'I urged the chief minister even before she took her oath requesting her to send a tough message to the police and the administration that any violent activity, any destruction of property, any arson, loot in your area, they will be held accountable.'
'Her silence on this speaks volumes.'
Jagdeep Dhankhar took over in July 2019 as the 28th governor of West Bengal.
It's no secret that he has had a strained relationship with Trinamool Congress leader and Bengal Chief Minister Mamata Banerjee.
A challenge that none of his predecessors would have faced.
In an exclusive interview with Rediff.Com's Senior Contributor Payal Singh Mohanka, Governor Dhankhar shares his concerns about Bengal.
The concluding segment of a two-part exclusive interview:
Is being the governor of West Bengal your toughest assignment?
I have taken an oath under Article 159 which is two-fold to preserve, protect and defend the constitution to serve the people of the state of West Bengal.
Challenges are always there.
One has to rise to the occasion. I have always been pleading with the government to be in rational mode, to take affirmative steps to alleviate the sufferings of the people and not to get away from rule of law.
What I find most painful is that the present chief minister on wholly untenable considerations thinks she is a state within a state.
The state is bleeding, economically suffering and there is absolute flight of human capital.
Go to any family, and see. It is not a land of opportunity at all, it is not a land of peace.
The TMC has been blatant about its adversarial relationship with Your Excellency.
I take strong exception to this narrative which has been floated.
I have no adversarial relationship with the government.
They are thinking about it in their own manner because they find it expedient I don't know for what reason.
Yesterday (May 5) at the ceremony I had the occasion to interact with senior brass of the TMC.
I told them point blank why can't you senior people see the writing on the wall, the governance is totally on unconstitutional considerations.
There is no rule of law. The state is on fire. And you are still in a good mood.
How did they respond?
Do they have a right to respond? I see these ministers only in a swearing-in ceremony.
I think they are frozen in their tracks or full of fear even to connect with Raj Bhavan.
But let me tell you the state is passing through a very horrendous situation.
The TMC alleges that the Raj Bhavan has been converted into a BJP office.
Indicate one fact that may substantiate this. The governor is an easy punching bag.
And when you have a governor appointed during the regime of a political party which is not in power in the state, this charge is easily made.
But to the extent that I am concerned, I take my command only from the Constitution.
And there is no other aspect that can influence me either in the state or outside.
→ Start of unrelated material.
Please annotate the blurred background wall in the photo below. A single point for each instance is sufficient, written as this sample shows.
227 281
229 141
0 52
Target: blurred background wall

Will you be a bridge between the state and the Centre and ensure this mandate is honoured for the development of the state.
That is my primary duty. I have been pleading with the chief minister for a long time.
If there are issues with the Centre, I have to be shoulder to shoulder with the state government.
You will be surprised not a single response to me so far except one.
When we had a governors' conference in 2019, I wrote to the chief minister that this is a great opportunity if you have any issues with the centre I can raise them.
I had to send her a reminder to please flag me those issues.
And the fact is on the first day of the governors' conference I get a brief letter indicating just three not very significant issues.
I read out that communication of the chief minister. What more can a governor do? I have one issue with the media here.
The state is burning, but according to the media there is calm and peace!
Any message for the chief minister as she embarks on a historic third-term?
I urged the chief minister even before she took her oath requesting her to send a tough message to the police and the administration that any violent activity, any destruction of property, any arson, loot in your area they will be held accountable.
Her silence on this speaks volumes and proves what people are telling me that all this has been designed only to teach a lesson and weaken any force that can contemplate opposing the ruling dispensation.
These are the makings of a police state, a despotic state but surely they do not sync with democratic principles.
Third term is not usual. I complimented her on that.
I have said publicly after she took her oath that she must script a new behaviour of governance.
She must co-operate with the Centre, de-politicise bureaucracy, and take all steps so that ten years of evils that have accumulated in governance that is corruption, syndicate, politicisation of bureaucracy, repressive and oppressive attitude toward opposition, false implication in cases, all this has to be changed.
And there must be full belief in co-operative federalism, a healthy co-operation with the centre.
With the BJP having won 77 seats for the first time there will be an Opposition in the state assembly. This would surely work to Bengal's advantage
I wouldn't reflect on this but the Left that ruled for more than 3 decades has no presence in the assembly at the moment, the Congress ruled for more than 2 decades and there is no presence in the assembly.
Democracy can thrive only when both the Treasury and the Opposition benches act in concert on issues of governance.
Politically they can do what they wish to, but when it comes to governance the welfare of the people and the interests of the state they should be on the same page.
I have no idea what will unfold, but as on date I am really worried.